Social Networks Eclipse E-Mail

Alongside the explosive growth of online video over the last six years, time spent on social networks surpassed that for e-mail for the first time in February, signaling a paradigm shift in consumer engagement with the Internet.

The surprising thing is that anyone should be surprised by this.

[Source.]

Who says Twitter is frivolous?

Heh! Here’s something to make the Twitter-deniers choke on their muesli. The Herschel-Planck space mission is now well on its way. Needless to say, it has a good website. The mission has launched two spacecraft. Herschel is the largest, most powerful infrared telescope ever flown in space. Planck is

Named after the German Nobel laureate Max Planck 1858-1947, ESA’s Planck mission will be the first European space observatory whose main goal is the study of the Cosmic Microwave Background – the relic radiation from the Big Bang.

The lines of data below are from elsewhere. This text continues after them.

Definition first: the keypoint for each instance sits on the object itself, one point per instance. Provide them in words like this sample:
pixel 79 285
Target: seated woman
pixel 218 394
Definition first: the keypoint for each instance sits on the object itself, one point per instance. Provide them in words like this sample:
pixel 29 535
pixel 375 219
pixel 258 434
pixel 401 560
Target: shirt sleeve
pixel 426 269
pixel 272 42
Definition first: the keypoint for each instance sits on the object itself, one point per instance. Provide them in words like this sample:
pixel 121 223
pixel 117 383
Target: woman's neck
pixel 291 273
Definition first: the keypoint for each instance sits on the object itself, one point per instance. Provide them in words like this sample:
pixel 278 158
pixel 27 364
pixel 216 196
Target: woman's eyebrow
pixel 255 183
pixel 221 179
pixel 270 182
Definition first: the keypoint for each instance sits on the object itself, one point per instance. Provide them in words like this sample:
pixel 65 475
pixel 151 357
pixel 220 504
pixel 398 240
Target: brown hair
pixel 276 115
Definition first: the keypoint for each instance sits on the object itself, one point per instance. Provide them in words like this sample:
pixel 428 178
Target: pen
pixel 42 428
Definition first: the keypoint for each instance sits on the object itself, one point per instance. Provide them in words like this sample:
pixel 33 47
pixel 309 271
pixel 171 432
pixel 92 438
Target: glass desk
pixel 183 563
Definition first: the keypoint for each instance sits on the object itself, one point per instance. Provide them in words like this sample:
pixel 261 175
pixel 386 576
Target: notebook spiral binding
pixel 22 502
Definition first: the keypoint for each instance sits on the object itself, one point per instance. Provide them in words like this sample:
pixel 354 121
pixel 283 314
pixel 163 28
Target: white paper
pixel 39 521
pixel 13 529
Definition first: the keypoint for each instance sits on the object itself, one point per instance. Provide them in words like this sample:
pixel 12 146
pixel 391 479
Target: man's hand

Observing at microwave wavelengths, ESA’s Planck observatory is the third space mission of its kind. It will measure tiny fluctuations in the CMB with unprecedented accuracy, providing the sharpest picture ever of the young Universe — when it was only 380 000 years old — and zeroing-in on theories that describe its birth and evolution.

Planck will measure the fluctuations of the CMB with an accuracy set by fundamental astrophysical limits.

But now comes the really neat bit: Planck has a Twitter feed! It curently has 360 followers — and, understandably, isn’t following anyone. Probably has enough to do as it hurtles through space.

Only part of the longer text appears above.